Of the many judgements attributed to Mr Justice Isa, there is none more dubious than the closing of the Hudaibiya Paper Mills proceedings against the Sharifs. This was reckoned as an open-and-shut case as the former Finance Minister, Ishaq Dar, now an absconder, had submitted a statement spread over more than 40 pages conceding he had indulged in money-laundering to the tune of millions of dollars on behalf of the Sharifs by opening fictitious accounts. The statement makes for a mind-boggling confession of crime.

Mr Justice Isa did not just throw the case out. He barred its hearing by any other court of law. I wonder whether he could have done this even by stretching the statute book to smithereens.

At some stage during the hearing of the case, he also reportedly threatened the prosecutor would be charged with contempt if he were to continue pursuing a certain line of argument. What could be a graver travesty than this?

Mr Justice Isa did this in a case that was based on the most comprehensive prosecution of white-collar crime in the history of the country and a punishment was manifest which would have contributed immensely to the eradication of such crimes in the future.

The concept of treating some institutions or their practitioners as sacrosanct and beyond the pale of law is a trickery drummed deep into the fabric of the society, with everyone conforming to it either on account of the fear syndrome, or their own selfish motives which can be best served by according allegiance to such deception, even becoming an active part of the crime syndicate operated by the complicit mafias.

One may or may not agree with what the incumbent government is doing in combating the grave challenges that the country faces, both inherited and of its own making, the fact that it has dared to pursue accountability as an inherent component of governance is praiseworthy. But, it must also be faced that no single individual can do it. It has to be transformed into a collective movement which every individual and institution should pursue fearlessly, with vigour, competence and commitment.

More importantly, if those who are entrusted with the responsibility of being the guardians of the rule of law become its contemnors, it would not only bring shame to the institutions they represent, it would also deprive the society of the prospect of securing justice. It, therefore, is the responsibility of people who have the good sense and the necessary wherewithal to make it their priority to render the society sensitive to the long-term benefits that would accrue if the state and its institutions were managed in strict conformity with the law.

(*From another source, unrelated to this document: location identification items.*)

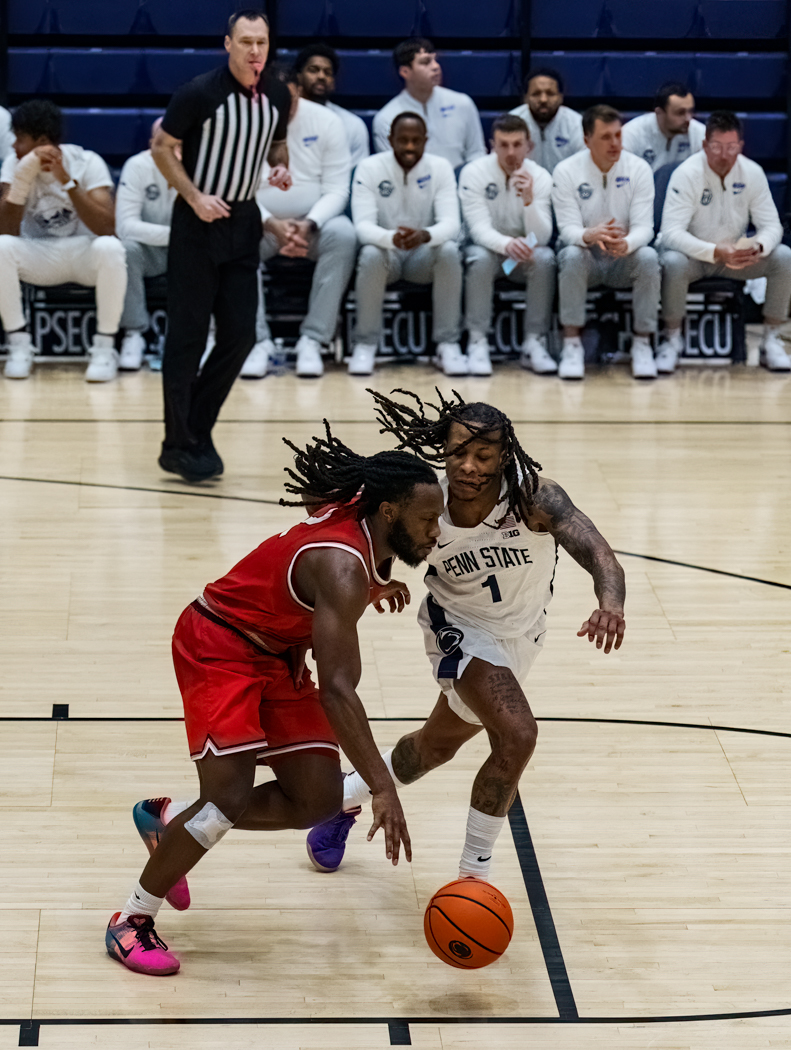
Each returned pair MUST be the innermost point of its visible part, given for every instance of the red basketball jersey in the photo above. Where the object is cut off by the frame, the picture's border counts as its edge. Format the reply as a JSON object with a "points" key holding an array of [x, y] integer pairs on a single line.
{"points": [[257, 596]]}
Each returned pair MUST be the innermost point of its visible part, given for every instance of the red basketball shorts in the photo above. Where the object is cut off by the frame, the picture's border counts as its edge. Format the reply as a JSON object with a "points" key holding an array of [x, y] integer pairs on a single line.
{"points": [[238, 698]]}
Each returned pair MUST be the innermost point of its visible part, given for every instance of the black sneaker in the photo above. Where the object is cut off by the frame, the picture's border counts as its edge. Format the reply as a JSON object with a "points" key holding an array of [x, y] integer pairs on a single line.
{"points": [[190, 465]]}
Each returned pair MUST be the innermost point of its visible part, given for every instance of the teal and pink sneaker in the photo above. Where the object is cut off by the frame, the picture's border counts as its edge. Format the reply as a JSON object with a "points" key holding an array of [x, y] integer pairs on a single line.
{"points": [[137, 944], [147, 817]]}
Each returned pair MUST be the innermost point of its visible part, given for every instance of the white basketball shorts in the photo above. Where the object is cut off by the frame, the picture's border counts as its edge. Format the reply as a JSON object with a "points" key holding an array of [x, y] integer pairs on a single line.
{"points": [[450, 647]]}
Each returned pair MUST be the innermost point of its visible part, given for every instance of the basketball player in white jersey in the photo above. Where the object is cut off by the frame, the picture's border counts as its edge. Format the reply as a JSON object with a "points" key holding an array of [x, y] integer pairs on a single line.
{"points": [[490, 581]]}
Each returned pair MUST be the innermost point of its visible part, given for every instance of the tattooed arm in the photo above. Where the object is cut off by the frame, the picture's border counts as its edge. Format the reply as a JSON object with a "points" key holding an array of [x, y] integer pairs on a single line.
{"points": [[575, 531]]}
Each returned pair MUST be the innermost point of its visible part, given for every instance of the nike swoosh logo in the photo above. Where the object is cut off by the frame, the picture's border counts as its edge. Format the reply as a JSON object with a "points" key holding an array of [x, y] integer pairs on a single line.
{"points": [[127, 951]]}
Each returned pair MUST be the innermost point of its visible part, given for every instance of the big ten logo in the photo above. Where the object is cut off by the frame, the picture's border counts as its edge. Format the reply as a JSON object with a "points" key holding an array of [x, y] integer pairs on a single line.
{"points": [[62, 331], [709, 334]]}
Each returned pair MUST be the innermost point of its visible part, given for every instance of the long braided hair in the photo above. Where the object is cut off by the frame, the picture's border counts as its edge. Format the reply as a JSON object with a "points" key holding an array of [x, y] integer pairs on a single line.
{"points": [[427, 437], [329, 471]]}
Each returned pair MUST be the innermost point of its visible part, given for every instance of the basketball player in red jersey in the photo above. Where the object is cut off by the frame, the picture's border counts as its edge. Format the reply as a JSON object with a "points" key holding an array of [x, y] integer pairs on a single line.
{"points": [[238, 652]]}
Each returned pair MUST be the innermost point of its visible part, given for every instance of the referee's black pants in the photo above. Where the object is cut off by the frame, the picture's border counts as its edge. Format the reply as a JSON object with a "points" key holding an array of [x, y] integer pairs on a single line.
{"points": [[212, 268]]}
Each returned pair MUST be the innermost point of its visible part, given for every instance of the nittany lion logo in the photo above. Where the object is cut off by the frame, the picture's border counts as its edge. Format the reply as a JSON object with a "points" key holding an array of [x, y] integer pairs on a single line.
{"points": [[449, 639], [459, 949]]}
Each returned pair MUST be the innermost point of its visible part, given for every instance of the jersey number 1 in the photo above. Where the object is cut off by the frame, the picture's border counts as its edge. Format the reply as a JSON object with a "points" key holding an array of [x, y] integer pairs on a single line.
{"points": [[491, 582]]}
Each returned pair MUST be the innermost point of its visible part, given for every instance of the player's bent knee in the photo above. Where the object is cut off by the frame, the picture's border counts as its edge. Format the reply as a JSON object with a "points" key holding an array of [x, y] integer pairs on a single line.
{"points": [[208, 825]]}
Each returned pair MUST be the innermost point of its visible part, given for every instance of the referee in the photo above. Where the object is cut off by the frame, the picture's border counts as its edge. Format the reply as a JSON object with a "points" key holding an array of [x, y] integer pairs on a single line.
{"points": [[216, 133]]}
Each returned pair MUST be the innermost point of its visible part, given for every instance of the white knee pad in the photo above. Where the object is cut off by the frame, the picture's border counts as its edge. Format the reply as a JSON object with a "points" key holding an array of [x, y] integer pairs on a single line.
{"points": [[208, 826]]}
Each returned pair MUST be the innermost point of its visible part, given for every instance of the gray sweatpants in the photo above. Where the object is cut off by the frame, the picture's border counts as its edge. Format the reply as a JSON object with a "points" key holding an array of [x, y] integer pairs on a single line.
{"points": [[580, 269], [484, 266], [428, 265], [142, 260], [332, 249], [679, 271]]}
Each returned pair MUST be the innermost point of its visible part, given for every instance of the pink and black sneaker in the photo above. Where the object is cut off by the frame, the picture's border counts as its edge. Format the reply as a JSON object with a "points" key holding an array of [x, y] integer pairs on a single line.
{"points": [[137, 944], [147, 817]]}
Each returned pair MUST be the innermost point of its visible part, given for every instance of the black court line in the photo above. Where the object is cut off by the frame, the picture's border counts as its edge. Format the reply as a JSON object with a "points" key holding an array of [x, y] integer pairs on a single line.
{"points": [[542, 916], [704, 568]]}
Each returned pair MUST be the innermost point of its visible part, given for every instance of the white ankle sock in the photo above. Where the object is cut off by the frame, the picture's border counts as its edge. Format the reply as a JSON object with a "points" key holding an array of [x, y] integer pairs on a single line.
{"points": [[356, 791], [141, 903], [481, 835], [172, 810]]}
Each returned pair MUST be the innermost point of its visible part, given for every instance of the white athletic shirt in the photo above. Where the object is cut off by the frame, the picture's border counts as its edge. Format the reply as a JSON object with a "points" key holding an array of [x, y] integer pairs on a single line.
{"points": [[643, 137], [320, 165], [497, 580], [561, 138], [144, 203], [48, 211], [452, 119], [493, 211], [356, 132]]}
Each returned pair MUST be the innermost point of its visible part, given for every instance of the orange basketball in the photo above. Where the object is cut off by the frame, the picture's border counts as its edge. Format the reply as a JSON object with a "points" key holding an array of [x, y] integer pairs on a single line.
{"points": [[469, 923]]}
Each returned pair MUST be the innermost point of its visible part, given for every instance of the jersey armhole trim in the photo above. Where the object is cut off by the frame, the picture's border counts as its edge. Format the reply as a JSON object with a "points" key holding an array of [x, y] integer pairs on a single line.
{"points": [[309, 546]]}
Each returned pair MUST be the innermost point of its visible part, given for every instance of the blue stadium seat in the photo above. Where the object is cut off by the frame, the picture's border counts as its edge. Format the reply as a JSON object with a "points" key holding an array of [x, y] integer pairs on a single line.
{"points": [[398, 19], [110, 132], [53, 71], [476, 74], [671, 19], [187, 18]]}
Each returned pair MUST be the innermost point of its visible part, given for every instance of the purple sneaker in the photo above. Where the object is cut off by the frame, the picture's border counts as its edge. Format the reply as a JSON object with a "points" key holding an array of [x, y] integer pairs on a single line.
{"points": [[147, 817], [327, 842]]}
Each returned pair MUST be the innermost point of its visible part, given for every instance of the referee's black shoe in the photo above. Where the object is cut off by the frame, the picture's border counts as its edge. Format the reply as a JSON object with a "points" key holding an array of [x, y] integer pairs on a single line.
{"points": [[201, 464]]}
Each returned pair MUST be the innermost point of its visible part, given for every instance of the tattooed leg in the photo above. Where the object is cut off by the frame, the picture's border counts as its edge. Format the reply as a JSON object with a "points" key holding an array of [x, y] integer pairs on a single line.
{"points": [[433, 744], [497, 698]]}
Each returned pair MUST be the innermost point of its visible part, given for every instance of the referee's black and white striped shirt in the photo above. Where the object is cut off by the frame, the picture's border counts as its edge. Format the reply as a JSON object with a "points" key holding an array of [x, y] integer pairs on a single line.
{"points": [[226, 133]]}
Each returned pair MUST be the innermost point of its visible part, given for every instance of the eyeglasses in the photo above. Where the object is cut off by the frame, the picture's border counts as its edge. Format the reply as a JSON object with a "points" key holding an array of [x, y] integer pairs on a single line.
{"points": [[719, 150]]}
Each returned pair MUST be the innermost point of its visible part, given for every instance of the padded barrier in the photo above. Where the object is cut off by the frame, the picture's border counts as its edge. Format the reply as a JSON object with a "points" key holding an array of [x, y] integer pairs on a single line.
{"points": [[670, 19], [179, 18], [398, 18]]}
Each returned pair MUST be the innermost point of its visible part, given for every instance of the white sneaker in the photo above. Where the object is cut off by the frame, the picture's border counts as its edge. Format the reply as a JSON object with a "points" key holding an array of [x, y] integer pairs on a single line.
{"points": [[478, 360], [103, 364], [131, 352], [571, 360], [21, 353], [257, 360], [451, 360], [309, 363], [773, 355], [535, 356], [667, 354], [643, 365], [361, 361]]}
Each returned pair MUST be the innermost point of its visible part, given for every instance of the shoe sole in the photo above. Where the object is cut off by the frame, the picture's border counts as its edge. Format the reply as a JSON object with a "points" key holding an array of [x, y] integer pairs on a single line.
{"points": [[315, 863]]}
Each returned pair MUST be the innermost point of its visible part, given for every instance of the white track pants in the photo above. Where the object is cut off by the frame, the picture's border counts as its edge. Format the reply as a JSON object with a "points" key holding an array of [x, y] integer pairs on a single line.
{"points": [[98, 263]]}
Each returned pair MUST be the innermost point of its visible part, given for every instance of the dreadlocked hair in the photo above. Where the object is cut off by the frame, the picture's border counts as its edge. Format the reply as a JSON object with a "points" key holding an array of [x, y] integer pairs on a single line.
{"points": [[329, 471], [428, 438]]}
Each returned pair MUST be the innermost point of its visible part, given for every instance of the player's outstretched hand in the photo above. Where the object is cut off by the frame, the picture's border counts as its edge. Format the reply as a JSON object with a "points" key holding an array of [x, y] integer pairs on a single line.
{"points": [[395, 593], [388, 814], [605, 627]]}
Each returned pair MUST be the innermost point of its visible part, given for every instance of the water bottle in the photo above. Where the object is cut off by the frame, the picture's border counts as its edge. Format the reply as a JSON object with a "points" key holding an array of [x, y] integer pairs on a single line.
{"points": [[277, 360]]}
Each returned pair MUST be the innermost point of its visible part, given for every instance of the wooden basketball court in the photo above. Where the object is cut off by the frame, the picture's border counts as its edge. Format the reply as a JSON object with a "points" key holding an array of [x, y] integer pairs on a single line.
{"points": [[647, 858]]}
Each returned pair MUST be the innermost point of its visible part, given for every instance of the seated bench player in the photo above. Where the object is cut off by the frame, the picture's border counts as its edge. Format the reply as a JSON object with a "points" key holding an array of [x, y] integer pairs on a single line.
{"points": [[57, 225], [505, 198], [144, 204], [406, 211], [307, 222], [603, 200], [711, 201]]}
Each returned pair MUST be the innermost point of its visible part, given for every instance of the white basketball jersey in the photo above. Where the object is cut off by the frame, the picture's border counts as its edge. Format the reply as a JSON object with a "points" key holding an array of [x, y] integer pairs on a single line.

This should become the clarion call, not raising self-serving objections to making everyone accountable before law. In fact, that is the only way for the state and societies to survive and prosper in an environment which is becoming increasingly challenging with the passage of time. They must deliberate exhaustively in chalking out measures to pursue not only to keep step with the outside world, but even surge ahead. This poses a grave challenge for Pakistan which has been grossly ravaged through corrupt, inept and criminalised governance in the past.

This reference is a step in the right direction. It is not an indictment. It is only a manifestation of a resolve to hold everyone accountable before law. It is now for the SJC to decide in the matter and see whether Mr Justice Isa’s conduct has been in keeping with his stature as a judge of the apex court and, more importantly, as a law-abiding citizen of the country.

If this process were to be stalled for any reason, or if an exception were to be created in the case of Mr Justice Isa, it would become the rationale for others to indulge likewise and the law would be rendered bereft of its merit and writ. Then, it would be monkey business for all with the few refusing to reap its lucrative pickings suffering the consequences.

Likewise, it is also time for the errant politicians to ponder the hazardous mess that they have created. Notwithstanding the military interventions in the past and the damage these did to the national fabric, it is the political leadership that should ascend the moral high ground to give the state its much-needed writ and the people their much-needed hope so that they could look forward to better times.

If Mr Justice Isa has erred, he should be held accountable like everyone else. If he hasn’t, his exoneration shall lend him credibility and more power to the institution he represents. Invoking the services of his elders, real or otherwise, or raising clumsy noises underwritten with trademark intent to seek reprieve would not be an honourable act. In fact, the very thought would be unworthy of a judge.

In the broader picture, Mr Justice Isa is not important. Neither is any other judge. The institution they represent is important. It is the judiciary that should stand paramount. That will be when those who represent it are held fully accountable for their acts. Otherwise, it is the writ of the judiciary that shall be compromised and, consequently, justice administered the death knell.